Quando isso acontece, os cientistas dizem que dois mecanismos podem estar ocorrendo. Um é a produção excessiva de citocinas, que são proteínas que desempenham um papel na sinalização imunológica das células, levando às chamadas "tempestades de citocinas". Estas podem danificar os vasos sanguíneos e causar a formação de coágulos sanguíneos, e são potencialmente fatais.

A outra razão possível é o dano ao revestimento interno dos vasos sanguíneos - ou ao endotélio - nos pulmões. Os pulmões têm muito deste tipo de tecido, e quando é danificado, o sangue pode coagular facilmente e formar coágulos.

Chip pulmão

Para ajudar a descobrir, a equipe da EPFL pegou um dispositivo "lung-on-a-chip" (pulmão em forma de chip) e o adaptou para modelar as etapas individuais de um ataque de SARS-CoV-2 aos pulmões. O dispositivo contém canais microflúidos que fornecem nutrientes às células do chip, que são dispostas de modo a recriar uma parcela dos pulmões.

Dentro do chip há uma camada de células epiteliais, as células que revestem os pulmões, e uma camada de células endoteliais, as células que revestem os vasos sanguíneos. Estas duas camadas são separadas por uma membrana.

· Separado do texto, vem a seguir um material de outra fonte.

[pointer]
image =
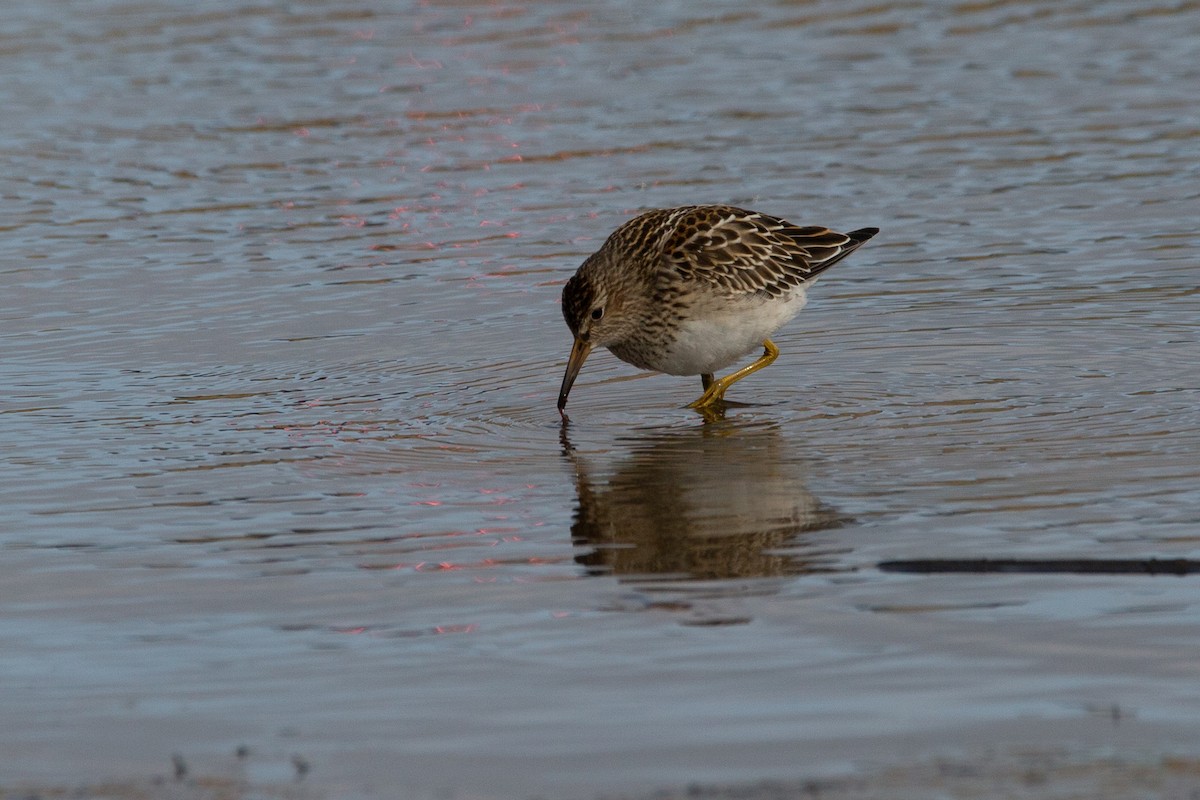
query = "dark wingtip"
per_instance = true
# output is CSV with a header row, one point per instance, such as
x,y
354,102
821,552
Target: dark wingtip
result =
x,y
862,234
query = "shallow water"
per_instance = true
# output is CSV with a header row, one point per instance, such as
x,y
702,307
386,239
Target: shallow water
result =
x,y
281,347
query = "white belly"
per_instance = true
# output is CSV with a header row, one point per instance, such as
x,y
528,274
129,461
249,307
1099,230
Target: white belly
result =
x,y
714,340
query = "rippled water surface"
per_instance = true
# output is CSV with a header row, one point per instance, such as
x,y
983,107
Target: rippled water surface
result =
x,y
281,344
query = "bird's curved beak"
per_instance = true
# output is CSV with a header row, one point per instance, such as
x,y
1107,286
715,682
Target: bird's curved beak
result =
x,y
579,355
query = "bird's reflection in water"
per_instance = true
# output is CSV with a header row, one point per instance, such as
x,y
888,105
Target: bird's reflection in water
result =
x,y
717,501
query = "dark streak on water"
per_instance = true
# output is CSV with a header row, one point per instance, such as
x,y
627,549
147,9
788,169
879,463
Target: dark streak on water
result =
x,y
281,342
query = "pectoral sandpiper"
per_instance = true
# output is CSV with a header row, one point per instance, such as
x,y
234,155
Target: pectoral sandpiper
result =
x,y
693,289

Durante seus testes, quando o vírus foi introduzido em seu dispositivo, ele primeiro atacou a camada externa de células epiteliais, assim como em uma infecção natural. A equipe descobriu que dentro de um dia o vírus havia atingido a camada interna das células endoteliais e causado danos consideráveis nos dias seguintes.

"Houve danos suficientes para destruir o endotélio e expor o sangue nos vasos ao ar, causando a formação de coágulos", diz Vivek Thacker, pesquisador pós-doutorando. "Com nosso sistema de lung-on-a-chip, descobrimos que o vírus pode estar causando coágulos de sangue ao atacar diretamente o endotélio. No entanto, isso não significa que as citocinas também não desempenham um papel e pioram as coisas".

Para aprofundar seu entendimento, a equipe planeja usar seu lung-on-a-chip com amostras de sangue reais para que possam observar diretamente a formação do coágulo.